Metro Weekly

Why Maggie's Wrong

Analysis: When Maggie Gallagher complains that gay marriage forces religion out of adoption, she shows she doesn't understand how adoption works

How can I write this so that Maggie Gallagher — of National Organization for Marriage (NOM) infamy — will understand?

A child loses his or her parents. That child is then an orphan. Still others are removed from their parent or parents’ home for any of a number of reasons.

Where do such children go?

To the state (or, in one case, the District).

They do not go to the Catholics. They do not go to the Jews. They do not go to the gays, the Mormons, the ACLUers, the CPAC crew, the Washington Redskins or anyone else. Children without parents become the wards of the state. It is the state’s responsibility — in one way or another — to care for these children.

We, as a country, have generally decided that finding these children a permanent, loving home — to find them adoptive parents — is best. We have decided that foster care is a lesser option. We also have institutional settings as a last resort.

It is only at this point, after the control is set and the policies are made, that outside organizations play a role.

Many people of good will, from Father Edward Flanagan on down the line to Catholic Charities, have espoused a religious-based desire to help orphaned children. Many people of faith have done so, as have many without a faith.

The government, as the policy-maker, sets the standards for any outside organizations or agencies that are permitted to assist the government in completing its job of caring for these children.

What is unclear, then, is how Gallagher can get to a point where she can be decrying the fact that an organization that wants to help the government in its role of caring for these children is simply told to follow the government’s rules about how those children are to be cared for. Even Catholic Charities appears to understand this. Gallagher is out on her own here.

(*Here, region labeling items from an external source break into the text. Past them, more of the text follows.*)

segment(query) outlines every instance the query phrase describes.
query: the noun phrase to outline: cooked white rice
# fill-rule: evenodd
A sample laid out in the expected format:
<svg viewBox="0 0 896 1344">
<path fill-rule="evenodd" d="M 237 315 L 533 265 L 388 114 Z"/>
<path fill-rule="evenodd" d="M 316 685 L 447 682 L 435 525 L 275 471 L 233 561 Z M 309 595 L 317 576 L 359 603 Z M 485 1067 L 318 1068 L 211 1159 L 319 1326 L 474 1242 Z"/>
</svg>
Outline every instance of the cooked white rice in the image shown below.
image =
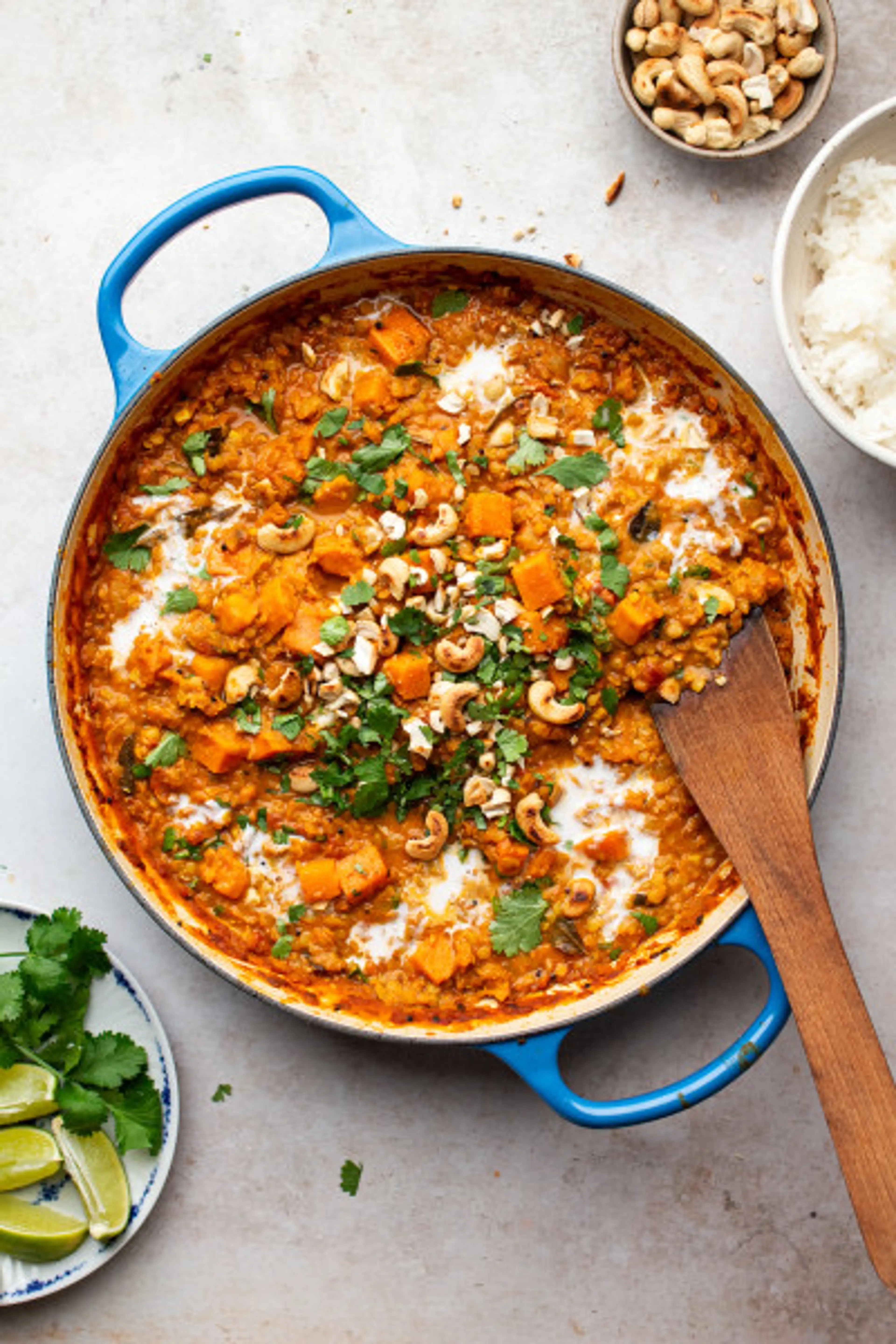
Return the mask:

Yet, it is one of the arguments that Gallagher and NOM have brought out time and time again — from California to Iowa to Maine to New York to New Jersey to D.C. and elsewhere — and yet it is one built upon nothing but a sense of entitlement to distribute children without parents in the discriminatory manner that fits her moral beliefs.

Today, at the Cato Institute, for example, Gallagher talked about how, in Massachusetts, you can’t run an adoption agency without a license and how they won’t give you a license if you refuse to place children with same-sex couples. Well, the law in Massachusetts is that such placements are allowed. As an arm of the state when seeking to conduct the obligations of the state, adoption agencies are unsurprisingly required to adhere to the law.

That is all this is.

And, now, as Gallagher also mentioned today, word has come that Catholic Charities in Washington, D.C., discontinued its foster care program — which, incidentally, involved 43 children — on Feb. 1. The Washington Post reported that the National Center for Children and Families (NCCF) accepted the children into its program and noted that City Councilman Tommy Wells was unaware of any problems with the transfer.

Erik Salmi, the communications manager for Catholic Charities told Metro Weekly today that no children were displaced in the transfer because the foster families utilized by his organization also transferred to the NCCF program. Salmi also said that this is the only Catholic Charities program that is expected to be affected by the D.C. marriage law changes expected to go into effect on March 3.

Simply put, this is a false issue, built by and for Maggie Gallagher upon nothing more than her strange sense of entitlement to the morals our nation’s orphaned children.